More than 30,000 cases were settled before reaching the formal insolvency stage, with claims totaling nearly 14 lakh crore rupees.
Ten years after its inception, the Insolvency and Bankruptcy Code (IBC) has fundamentally reshaped how India manages corporate debt. By shifting from a debtor-controlled model to a creditor-led framework, the law has become a cornerstone of the nation’s financial stability.
Recent data from the Insolvency and Bankruptcy Board of India reveals that creditors have successfully recovered over 4.32 lakh crore rupees through approved resolution plans as of March 2026. This milestone demonstrates the effectiveness of the system in dealing with stressed assets.
The impact extends far beyond formal courtroom cases.

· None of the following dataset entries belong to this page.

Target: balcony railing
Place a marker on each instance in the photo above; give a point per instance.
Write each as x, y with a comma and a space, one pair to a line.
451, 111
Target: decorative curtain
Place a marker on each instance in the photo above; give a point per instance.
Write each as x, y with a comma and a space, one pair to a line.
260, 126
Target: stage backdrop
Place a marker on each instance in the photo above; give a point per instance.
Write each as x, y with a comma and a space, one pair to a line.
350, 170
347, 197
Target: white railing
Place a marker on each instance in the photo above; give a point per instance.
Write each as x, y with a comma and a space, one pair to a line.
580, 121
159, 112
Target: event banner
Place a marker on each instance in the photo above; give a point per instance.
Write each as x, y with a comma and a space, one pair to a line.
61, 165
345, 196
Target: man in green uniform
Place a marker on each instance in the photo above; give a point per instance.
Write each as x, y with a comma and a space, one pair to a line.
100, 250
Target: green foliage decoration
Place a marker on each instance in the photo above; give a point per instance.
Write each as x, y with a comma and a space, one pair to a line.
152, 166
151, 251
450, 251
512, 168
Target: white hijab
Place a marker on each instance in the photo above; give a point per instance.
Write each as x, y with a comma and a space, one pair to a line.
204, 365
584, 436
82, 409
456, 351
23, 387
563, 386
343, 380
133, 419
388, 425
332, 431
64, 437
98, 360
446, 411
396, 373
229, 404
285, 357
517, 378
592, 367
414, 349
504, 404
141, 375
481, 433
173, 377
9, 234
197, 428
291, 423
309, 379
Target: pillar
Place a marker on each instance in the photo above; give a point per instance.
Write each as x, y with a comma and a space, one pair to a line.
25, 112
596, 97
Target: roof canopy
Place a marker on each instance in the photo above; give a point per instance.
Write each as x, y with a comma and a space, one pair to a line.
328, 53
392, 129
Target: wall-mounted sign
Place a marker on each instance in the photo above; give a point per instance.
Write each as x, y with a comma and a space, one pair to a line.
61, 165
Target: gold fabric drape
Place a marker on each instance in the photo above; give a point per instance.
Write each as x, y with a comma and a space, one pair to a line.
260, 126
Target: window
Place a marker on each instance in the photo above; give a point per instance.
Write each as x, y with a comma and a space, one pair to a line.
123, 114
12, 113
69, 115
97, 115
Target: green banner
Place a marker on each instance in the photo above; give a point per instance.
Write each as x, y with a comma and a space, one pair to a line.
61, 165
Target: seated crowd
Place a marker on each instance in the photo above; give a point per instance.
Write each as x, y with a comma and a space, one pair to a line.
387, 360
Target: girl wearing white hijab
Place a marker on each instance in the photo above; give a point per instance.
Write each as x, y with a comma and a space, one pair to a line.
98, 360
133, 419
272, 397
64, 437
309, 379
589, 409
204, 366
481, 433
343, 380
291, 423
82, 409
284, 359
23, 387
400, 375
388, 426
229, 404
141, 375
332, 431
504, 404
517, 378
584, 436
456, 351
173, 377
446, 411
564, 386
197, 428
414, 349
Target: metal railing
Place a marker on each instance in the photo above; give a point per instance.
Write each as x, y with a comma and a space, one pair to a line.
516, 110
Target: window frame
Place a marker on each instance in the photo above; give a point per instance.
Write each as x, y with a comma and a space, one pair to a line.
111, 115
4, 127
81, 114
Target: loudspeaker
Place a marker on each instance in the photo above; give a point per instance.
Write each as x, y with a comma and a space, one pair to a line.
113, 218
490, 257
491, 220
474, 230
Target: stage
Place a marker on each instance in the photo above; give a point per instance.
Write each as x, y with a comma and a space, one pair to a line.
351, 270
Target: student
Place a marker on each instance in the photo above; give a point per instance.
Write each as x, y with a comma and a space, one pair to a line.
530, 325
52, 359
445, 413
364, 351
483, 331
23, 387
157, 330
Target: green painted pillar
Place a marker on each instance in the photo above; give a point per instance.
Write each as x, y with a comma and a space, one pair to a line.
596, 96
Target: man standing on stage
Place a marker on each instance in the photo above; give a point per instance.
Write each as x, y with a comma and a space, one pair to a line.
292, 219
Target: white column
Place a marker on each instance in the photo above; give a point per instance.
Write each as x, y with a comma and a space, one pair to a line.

More than 30,000 cases were settled before reaching the formal insolvency stage, with claims totaling nearly 14 lakh crore rupees. This deterrent effect encourages borrowers to resolve financial issues early, fostering a culture of better credit discipline.
Since 2016, a total of 8,987 corporate cases were admitted, with 7,102 reaching closure. Notably, about 58 percent of these settled cases, amounting to 4,099 companies, were successfully revived. This focus on business rescue rather than just liquidation is a key success of the reform.
Government officials, including those from the Ministry of Finance, have highlighted that these changes provide a faster, more transparent mechanism. By replacing complex, delay-ridden processes with time-bound resolution, the IBC continues to play a vital role in boosting investor confidence and strengthening the overall health of India's banking sector.